OJH: Fundamos la CNCH180 hace poco más de año y medio, gracias a la gentileza de la amiga hostosiana Monserrate (Ate) Matos, directora del Museo Defilló, de Mayagüez, que nos brindó allí un espacio durante la Campechada de abril 2018, para que los estudiosos hostosianos discutiéramos qué hacer de cara a la crisis que confronta nuestro pueblo. Esta asociación tiene varios propósitos. El principal en estos momentos es difundir el pensamiento hostosiano: que nuestra gente, de todas las profesiones y clases sociales, conozca las propuestas de Hostos y sus logros, no solo como educador, sino también como activista, promotor de los derechos de la mujer y de los obreros, abolicionista anti-racista y luchador anticolonial. Hostos es el intelectual de mayor reconocimiento en nuestra historia: escribe sobre Shakespeare, sobre la necesidad de reformas penales, sobre la ciencia, escribe varias novelas y diarios, publica diversos tratados: jurídico, de sociología, ética, filosofía, sobre pedagogía y sobre geografía; su labor periodística (apenas estudiada) es inmensa; denuncia la opresión de los marginados; es autor de cuentos y obras de teatro para niños… y no se estudia en prácticamente ninguna institución de este país, Es importante que nuestros intelectuales y nuestros luchadores conozcan la pertinencia del pensamiento hostosiano, porque no es solo que sus logros sean motivo de orgullo para nuestro país, sino que además su pensamiento anti-colonial—que promueve la educación descolonizadora y la autogestión—es de una absoluta actualidad y pertinencia, una de las claves sobre cómo responder a la crisis.
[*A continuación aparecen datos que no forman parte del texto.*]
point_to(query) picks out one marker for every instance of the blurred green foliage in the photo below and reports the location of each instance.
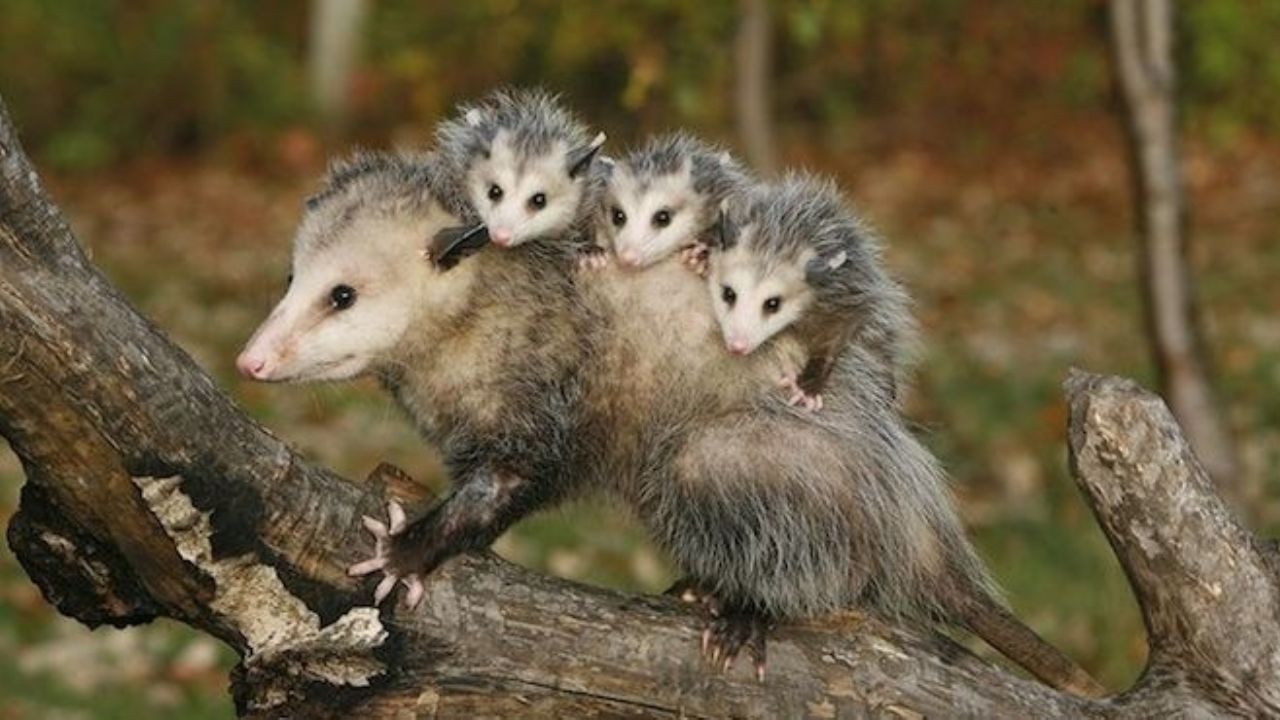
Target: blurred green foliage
(99, 81)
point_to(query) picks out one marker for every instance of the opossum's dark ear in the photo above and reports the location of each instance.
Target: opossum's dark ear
(452, 245)
(726, 231)
(580, 159)
(819, 268)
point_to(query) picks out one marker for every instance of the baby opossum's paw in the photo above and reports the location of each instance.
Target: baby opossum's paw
(695, 258)
(728, 632)
(593, 259)
(809, 401)
(384, 534)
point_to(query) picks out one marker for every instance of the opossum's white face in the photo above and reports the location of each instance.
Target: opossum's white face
(352, 291)
(647, 222)
(522, 197)
(754, 300)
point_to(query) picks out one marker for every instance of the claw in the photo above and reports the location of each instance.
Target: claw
(368, 566)
(396, 514)
(384, 588)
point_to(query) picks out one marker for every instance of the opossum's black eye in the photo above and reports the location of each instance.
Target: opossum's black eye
(342, 296)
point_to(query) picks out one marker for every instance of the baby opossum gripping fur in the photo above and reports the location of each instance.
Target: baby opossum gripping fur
(526, 164)
(792, 258)
(539, 383)
(664, 197)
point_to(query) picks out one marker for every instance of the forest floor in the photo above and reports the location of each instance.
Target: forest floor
(1019, 270)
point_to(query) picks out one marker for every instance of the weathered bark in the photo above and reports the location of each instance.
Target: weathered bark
(753, 57)
(149, 493)
(1142, 49)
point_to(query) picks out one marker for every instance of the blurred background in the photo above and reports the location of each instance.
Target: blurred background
(984, 139)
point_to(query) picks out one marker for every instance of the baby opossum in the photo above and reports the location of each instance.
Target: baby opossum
(539, 384)
(792, 258)
(664, 197)
(526, 165)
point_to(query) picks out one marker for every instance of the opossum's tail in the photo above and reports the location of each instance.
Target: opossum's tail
(990, 620)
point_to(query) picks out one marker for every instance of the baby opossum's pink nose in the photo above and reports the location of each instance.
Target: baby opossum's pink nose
(251, 367)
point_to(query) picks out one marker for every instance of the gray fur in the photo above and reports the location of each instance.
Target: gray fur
(535, 118)
(538, 122)
(540, 384)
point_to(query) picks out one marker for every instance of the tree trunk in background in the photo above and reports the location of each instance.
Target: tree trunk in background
(149, 493)
(1142, 40)
(333, 45)
(754, 67)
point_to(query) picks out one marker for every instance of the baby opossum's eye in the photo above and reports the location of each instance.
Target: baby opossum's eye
(342, 296)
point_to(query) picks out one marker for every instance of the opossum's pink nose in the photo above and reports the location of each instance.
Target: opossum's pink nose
(250, 365)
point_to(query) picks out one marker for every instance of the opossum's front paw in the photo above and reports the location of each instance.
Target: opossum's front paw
(593, 259)
(695, 258)
(384, 536)
(686, 589)
(799, 396)
(730, 632)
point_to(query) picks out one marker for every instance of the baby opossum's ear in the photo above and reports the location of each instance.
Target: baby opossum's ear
(580, 159)
(819, 268)
(452, 245)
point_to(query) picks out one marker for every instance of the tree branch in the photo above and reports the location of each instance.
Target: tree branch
(1142, 50)
(149, 493)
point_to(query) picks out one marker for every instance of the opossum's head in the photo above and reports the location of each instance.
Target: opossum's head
(755, 295)
(648, 218)
(526, 163)
(780, 250)
(522, 196)
(663, 196)
(357, 274)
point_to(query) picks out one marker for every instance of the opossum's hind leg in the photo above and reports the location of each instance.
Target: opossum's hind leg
(732, 629)
(688, 589)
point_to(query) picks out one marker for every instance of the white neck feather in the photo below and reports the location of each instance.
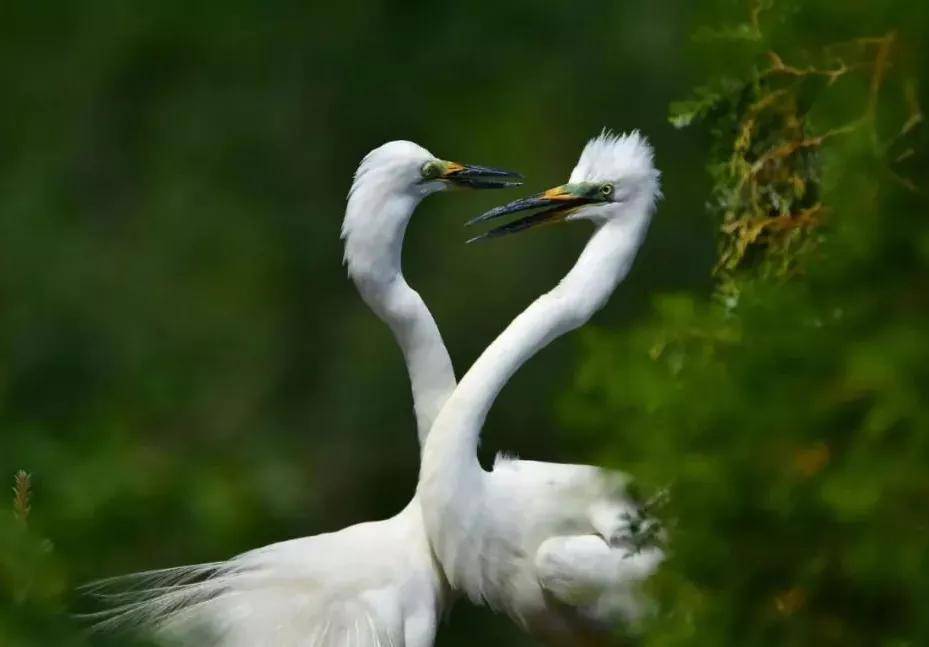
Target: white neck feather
(451, 476)
(374, 227)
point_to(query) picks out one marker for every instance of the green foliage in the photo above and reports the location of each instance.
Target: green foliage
(788, 412)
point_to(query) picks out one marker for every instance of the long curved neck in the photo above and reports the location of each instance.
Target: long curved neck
(450, 451)
(373, 233)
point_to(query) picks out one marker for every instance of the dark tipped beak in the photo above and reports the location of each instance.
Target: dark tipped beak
(556, 204)
(472, 176)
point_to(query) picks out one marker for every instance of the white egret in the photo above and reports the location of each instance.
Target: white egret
(546, 543)
(371, 584)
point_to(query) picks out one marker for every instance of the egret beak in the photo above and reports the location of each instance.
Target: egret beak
(471, 176)
(556, 204)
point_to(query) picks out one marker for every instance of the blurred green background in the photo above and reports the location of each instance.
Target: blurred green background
(186, 372)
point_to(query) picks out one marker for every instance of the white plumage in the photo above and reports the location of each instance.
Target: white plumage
(374, 584)
(546, 543)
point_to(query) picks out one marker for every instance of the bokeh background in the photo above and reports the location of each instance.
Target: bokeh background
(186, 373)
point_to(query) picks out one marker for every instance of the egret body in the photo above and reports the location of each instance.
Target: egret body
(545, 542)
(371, 584)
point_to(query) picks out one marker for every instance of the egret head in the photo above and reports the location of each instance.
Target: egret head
(408, 168)
(614, 178)
(389, 183)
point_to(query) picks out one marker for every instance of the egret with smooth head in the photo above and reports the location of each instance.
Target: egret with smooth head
(371, 584)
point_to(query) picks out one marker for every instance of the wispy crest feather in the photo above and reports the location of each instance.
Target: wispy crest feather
(609, 156)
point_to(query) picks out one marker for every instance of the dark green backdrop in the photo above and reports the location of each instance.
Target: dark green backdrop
(187, 373)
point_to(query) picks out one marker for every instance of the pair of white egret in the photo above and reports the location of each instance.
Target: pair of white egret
(546, 543)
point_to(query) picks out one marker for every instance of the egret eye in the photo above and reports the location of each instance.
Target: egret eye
(430, 171)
Como una iniciativa de la CNCH180, estamos realizando una serie de 15 programas radiales: Hostos desde nuestro tiempo, que pueden escucharse por Radio San Juan (internet), de acceso libre y para que las emisoras de radio en cualquier lugar del mundo puedan transmitir esos programas sin costo alguno, pues son de interés público. Son entrevistas y discusiones con especialistas de las diversas disciplinas a las que aportó el insigne mayagüezano, y con artistas que nos hablan sobre cuál fue el proceso creativo cuando hicieron obra sobre los escritos o el quehacer de Hostos. Se puede acceder a esos programas en la siguiente dirección del internet: https://soundcloud.com/radiosanjuan/sets/proyecto-hostosiano.
En un momento próximo quisiéramos hacer una edición impresa y otra electrónica de esos programas para que sirvan de lectura en la educación de niños, niñas y jóvenes en las escuelas. Estamos tratando de democratizar y difundir el pensamiento hostosiano. Porque además a nuestro pueblo le compete conocer la labor de los que han luchado por sus derechos. Y Hostos —aun con sus equivocaciones— fue un verdadero gigante en los múltiples y diversos empeños y saberes que inició y cultivó. En el curso exploraremos con Hostos dos planteamientos paralelos: primero, la historia de nuestras luchas nos ayuda no solo a entender mejor nuestro país, sino también a prepararnos para las luchas que confrontamos; segundo: no hemos sabido utilizar el gran potencial que nos ofrece la educación popular. Los dos elementos deberían andar juntos. En eso estamos.